Low correlation in terms of market returns among companies seems to suggest that it behooves investors to be more selective going forward. The all-around rally that started last November seems largely gone. (UBS)

Considering that, at the time of writing, the S&P is already above 5,100, CIO's base case covers the possibility of equity markets tapering down a bit in the near term. This is not to mean that there is no upside left in the equities tank; CIO thinks there is. Yet, the seemingly low correlation in terms of market returns among companies seems to suggest that it behooves investors to be more selective going forward. The all-around rally that started last November seems largely gone.


What does this "low correlation" thing mean, exactly?

Rather than all equities within the S&P 500 showing a similar trend, CIO has started to notice that a large portion of the companies that make up the index are now showing mixed behavior. For example, the S&P 500 has rallied roughly 24% since last October’s low; over that period, nearly 90% of the companies that made up the index gained in value. Year-to-date, however, the stock price of only 61% of the firms in the S&P 500 has increased.

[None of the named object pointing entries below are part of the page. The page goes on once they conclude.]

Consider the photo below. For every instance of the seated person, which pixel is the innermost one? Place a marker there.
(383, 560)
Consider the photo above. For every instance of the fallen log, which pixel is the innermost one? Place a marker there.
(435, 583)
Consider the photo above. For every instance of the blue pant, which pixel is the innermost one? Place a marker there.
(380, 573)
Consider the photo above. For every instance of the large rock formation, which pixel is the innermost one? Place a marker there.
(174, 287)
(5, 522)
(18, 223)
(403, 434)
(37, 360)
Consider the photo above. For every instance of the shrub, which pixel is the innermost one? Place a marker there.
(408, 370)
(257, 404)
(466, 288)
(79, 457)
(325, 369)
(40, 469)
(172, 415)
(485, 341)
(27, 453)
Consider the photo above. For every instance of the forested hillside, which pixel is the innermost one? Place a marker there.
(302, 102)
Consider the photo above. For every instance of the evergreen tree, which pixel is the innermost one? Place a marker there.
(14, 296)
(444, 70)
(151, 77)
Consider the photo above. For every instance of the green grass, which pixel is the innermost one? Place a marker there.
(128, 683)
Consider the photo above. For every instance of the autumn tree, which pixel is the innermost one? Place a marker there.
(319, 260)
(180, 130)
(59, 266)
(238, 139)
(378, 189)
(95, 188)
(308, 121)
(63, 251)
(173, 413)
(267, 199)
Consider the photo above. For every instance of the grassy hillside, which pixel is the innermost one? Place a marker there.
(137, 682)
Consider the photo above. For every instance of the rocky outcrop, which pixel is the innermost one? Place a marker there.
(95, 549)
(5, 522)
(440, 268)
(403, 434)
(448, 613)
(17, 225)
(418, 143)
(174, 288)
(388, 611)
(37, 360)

CIO's Head of Asset Allocation, Jason Draho, recently underlined that “low correlations are a corollary of high return dispersion, and for the S&P 500 it's about as low as it's been in many years.” In fact, the three-month implied correlation index [1], a measurement of correlation in the market, is now at its lowest level in nearly two decades.


In more digestible terms

While the overall figure of the S&P 500 has been increasing, the parts that make it whole are now moving, more than before, in opposite directions. If this behavior were to remain, CIO thinks there’s reason to believe the S&P 500 could remain range-bound, and that investors seeking to outperform the market will need to be selective in their allocations.

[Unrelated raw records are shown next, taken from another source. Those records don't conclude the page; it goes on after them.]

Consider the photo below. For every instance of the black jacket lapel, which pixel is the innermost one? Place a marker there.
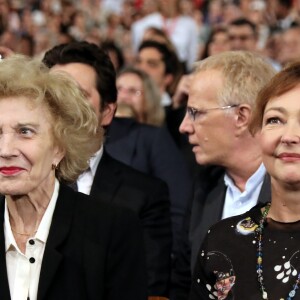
(60, 226)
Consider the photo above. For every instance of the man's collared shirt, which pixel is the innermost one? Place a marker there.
(85, 180)
(23, 270)
(237, 202)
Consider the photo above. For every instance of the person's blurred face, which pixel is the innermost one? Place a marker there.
(130, 92)
(280, 137)
(27, 148)
(212, 131)
(241, 38)
(289, 46)
(86, 77)
(219, 43)
(150, 61)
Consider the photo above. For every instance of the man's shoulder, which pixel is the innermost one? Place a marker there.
(129, 174)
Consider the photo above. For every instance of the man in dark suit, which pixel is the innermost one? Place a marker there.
(109, 179)
(151, 149)
(221, 98)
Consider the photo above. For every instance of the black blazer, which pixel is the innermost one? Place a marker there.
(152, 150)
(205, 210)
(148, 198)
(208, 204)
(94, 251)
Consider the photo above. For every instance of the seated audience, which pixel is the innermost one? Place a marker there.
(232, 178)
(57, 243)
(138, 90)
(255, 255)
(108, 179)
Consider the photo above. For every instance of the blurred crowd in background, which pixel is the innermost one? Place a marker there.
(33, 26)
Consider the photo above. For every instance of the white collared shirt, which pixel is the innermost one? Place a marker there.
(237, 202)
(23, 270)
(85, 180)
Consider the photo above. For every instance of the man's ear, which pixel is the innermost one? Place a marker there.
(168, 80)
(107, 114)
(243, 116)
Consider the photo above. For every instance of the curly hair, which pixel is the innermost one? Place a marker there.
(74, 123)
(154, 114)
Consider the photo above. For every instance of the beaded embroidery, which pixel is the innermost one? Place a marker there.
(259, 267)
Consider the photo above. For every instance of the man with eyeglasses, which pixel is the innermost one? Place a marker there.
(233, 179)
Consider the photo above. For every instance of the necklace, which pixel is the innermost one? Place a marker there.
(24, 233)
(259, 267)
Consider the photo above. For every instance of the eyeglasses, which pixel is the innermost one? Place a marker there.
(131, 91)
(242, 37)
(194, 112)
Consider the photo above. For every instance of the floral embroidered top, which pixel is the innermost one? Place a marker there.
(227, 262)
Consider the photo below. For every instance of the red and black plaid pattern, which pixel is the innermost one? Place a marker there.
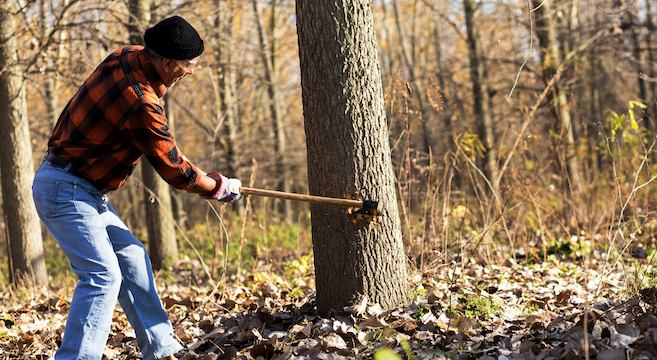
(115, 118)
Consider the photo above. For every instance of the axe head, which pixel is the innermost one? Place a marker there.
(367, 214)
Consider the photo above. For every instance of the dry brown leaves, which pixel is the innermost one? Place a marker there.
(547, 311)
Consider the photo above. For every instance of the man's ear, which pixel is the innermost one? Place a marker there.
(168, 64)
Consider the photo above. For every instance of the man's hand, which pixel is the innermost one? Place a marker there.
(229, 189)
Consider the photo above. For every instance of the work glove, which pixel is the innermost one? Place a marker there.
(229, 190)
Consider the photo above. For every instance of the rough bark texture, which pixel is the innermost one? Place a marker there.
(23, 229)
(162, 246)
(348, 151)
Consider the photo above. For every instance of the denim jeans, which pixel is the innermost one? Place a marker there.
(109, 262)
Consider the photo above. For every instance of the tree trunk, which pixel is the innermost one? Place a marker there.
(27, 264)
(268, 54)
(551, 58)
(479, 81)
(652, 67)
(226, 102)
(348, 151)
(638, 58)
(162, 246)
(408, 57)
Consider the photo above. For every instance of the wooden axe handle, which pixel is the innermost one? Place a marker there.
(300, 197)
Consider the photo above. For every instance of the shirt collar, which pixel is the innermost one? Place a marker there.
(152, 75)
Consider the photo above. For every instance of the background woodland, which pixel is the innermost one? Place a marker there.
(518, 129)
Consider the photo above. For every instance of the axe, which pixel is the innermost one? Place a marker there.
(368, 209)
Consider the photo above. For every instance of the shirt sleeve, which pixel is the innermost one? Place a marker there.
(148, 129)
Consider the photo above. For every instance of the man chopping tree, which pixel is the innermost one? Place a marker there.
(113, 120)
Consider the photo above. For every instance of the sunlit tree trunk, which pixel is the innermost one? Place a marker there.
(652, 65)
(27, 264)
(418, 90)
(342, 96)
(268, 49)
(52, 83)
(638, 57)
(479, 80)
(162, 246)
(227, 84)
(551, 59)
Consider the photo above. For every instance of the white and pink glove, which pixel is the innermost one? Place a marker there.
(229, 190)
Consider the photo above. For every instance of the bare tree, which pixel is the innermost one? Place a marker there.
(479, 80)
(24, 241)
(268, 48)
(162, 246)
(348, 151)
(551, 57)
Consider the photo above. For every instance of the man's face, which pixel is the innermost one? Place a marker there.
(179, 69)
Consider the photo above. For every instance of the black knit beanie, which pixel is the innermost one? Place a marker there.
(174, 38)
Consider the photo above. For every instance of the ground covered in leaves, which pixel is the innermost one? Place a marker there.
(512, 311)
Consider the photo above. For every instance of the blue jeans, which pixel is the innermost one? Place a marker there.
(109, 261)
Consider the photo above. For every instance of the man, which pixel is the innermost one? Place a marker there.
(115, 118)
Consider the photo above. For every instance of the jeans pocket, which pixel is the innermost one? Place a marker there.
(45, 197)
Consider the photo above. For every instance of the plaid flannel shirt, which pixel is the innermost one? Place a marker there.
(115, 118)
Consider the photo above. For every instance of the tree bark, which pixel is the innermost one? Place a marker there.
(551, 59)
(226, 102)
(348, 151)
(162, 246)
(652, 66)
(478, 78)
(27, 264)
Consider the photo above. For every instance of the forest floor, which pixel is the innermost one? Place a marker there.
(547, 310)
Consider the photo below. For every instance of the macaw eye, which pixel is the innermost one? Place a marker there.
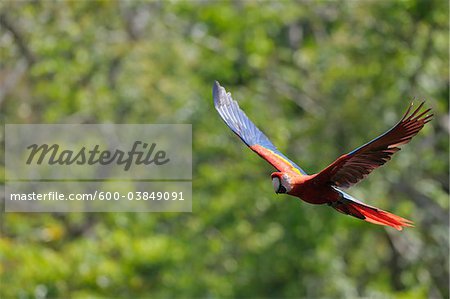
(276, 184)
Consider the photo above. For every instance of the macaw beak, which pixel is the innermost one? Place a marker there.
(281, 190)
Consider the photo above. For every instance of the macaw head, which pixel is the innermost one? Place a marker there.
(281, 182)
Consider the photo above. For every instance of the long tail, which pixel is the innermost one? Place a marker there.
(350, 206)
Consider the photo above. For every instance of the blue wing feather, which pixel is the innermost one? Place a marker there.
(241, 125)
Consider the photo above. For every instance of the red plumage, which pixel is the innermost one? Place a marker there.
(347, 170)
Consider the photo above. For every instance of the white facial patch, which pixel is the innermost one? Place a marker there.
(276, 183)
(286, 182)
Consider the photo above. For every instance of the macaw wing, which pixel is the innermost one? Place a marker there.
(239, 123)
(350, 168)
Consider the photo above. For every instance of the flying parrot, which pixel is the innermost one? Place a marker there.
(325, 187)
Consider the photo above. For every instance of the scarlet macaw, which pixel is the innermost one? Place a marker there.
(347, 170)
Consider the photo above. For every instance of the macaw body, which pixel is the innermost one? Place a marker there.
(325, 187)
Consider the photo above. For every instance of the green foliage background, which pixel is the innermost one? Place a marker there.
(319, 78)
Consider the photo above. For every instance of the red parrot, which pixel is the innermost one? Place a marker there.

In this context, CIO maintains a neutral preference for US equities and highlights that there may be better opportunities to add to equity positions. From a sector standpoint, CIO is most preferred on healthcare, industrials, and information technology, and least preferred on real estate and utilities.


For more on this, see " Rain or shine," 4 March 2024

Main contributor: Alberto Rojas


[1] As per CBOE, the implied correlation index is a financial benchmark that provides instantaneous market estimates of expected correlation using implied volatilities of the S&P 500 and the top 50 stocks within the index. Note that implied correlation is a gauge of herd behavior.